Shen Qi, Shi Wei-Min, Kong Wei
Chemistry Department, Zhengzhou University, Zhengzhou, China.
Comput Biol Chem. 2008 Feb;32(1):52-9. doi: 10.1016/j.compbiolchem.2007.10.001. Epub 2007 Oct 22.
Gene expression data are characterized by thousands even tens of thousands of measured genes on only a few tissue samples. This can lead either to possible overfitting and dimensional curse or even to a complete failure in analysis of microarray data. Gene selection is an important component for gene expression-based tumor classification systems. In this paper, we develop a hybrid particle swarm optimization (PSO) and tabu search (HPSOTS) approach for gene selection for tumor classification. The incorporation of tabu search (TS) as a local improvement procedure enables the algorithm HPSOTS to overleap local optima and show satisfactory performance. The proposed approach is applied to three different microarray data sets. Moreover, we compare the performance of HPSOTS on these datasets to that of stepwise selection, the pure TS and PSO algorithm. It has been demonstrated that the HPSOTS is a useful tool for gene selection and mining high dimension data.

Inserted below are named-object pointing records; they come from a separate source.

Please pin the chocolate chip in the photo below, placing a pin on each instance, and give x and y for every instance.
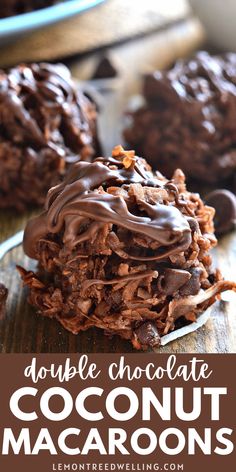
(224, 203)
(148, 335)
(105, 69)
(172, 280)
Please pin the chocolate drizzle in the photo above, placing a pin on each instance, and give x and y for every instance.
(85, 195)
(46, 125)
(124, 250)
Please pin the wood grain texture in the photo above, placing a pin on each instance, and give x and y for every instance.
(23, 330)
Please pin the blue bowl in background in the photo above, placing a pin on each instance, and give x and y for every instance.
(11, 28)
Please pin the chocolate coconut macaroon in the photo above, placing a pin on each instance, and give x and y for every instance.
(46, 125)
(188, 120)
(122, 249)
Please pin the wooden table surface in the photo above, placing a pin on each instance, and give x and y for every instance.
(22, 330)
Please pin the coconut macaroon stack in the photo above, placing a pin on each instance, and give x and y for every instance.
(46, 125)
(188, 120)
(122, 249)
(16, 7)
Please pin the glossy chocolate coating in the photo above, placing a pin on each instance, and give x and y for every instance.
(78, 198)
(46, 125)
(188, 119)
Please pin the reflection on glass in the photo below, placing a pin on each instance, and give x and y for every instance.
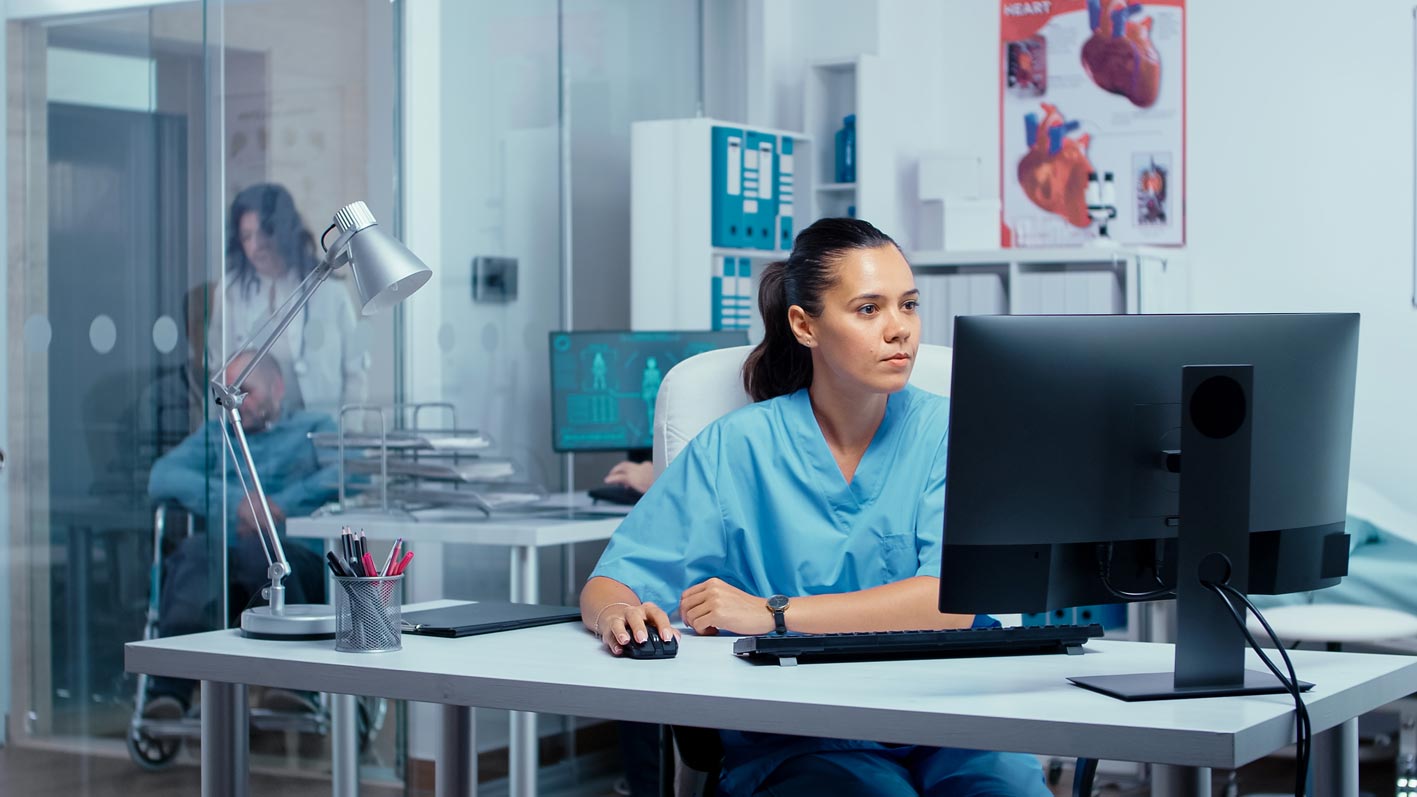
(118, 217)
(296, 484)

基因表达数据的特点是仅在少数组织样本上就有成千甚至上万个被测量的基因。这可能导致过拟合和维度灾难,甚至可能导致微阵列数据分析完全失败。基因选择是基于基因表达的肿瘤分类系统的一个重要组成部分。在本文中,我们开发了一种用于肿瘤分类基因选择的混合粒子群优化(PSO)和禁忌搜索(HPSOTS)方法。将禁忌搜索(TS)作为一种局部改进过程纳入,使得算法HPSOTS能够跨越局部最优解并表现出令人满意的性能。所提出的方法应用于三个不同的微阵列数据集。此外,我们将HPSOTS在这些数据集上的性能与逐步选择、纯TS和PSO算法的性能进行了比较。结果表明,HPSOTS是一种用于基因选择和挖掘高维数据的有用工具。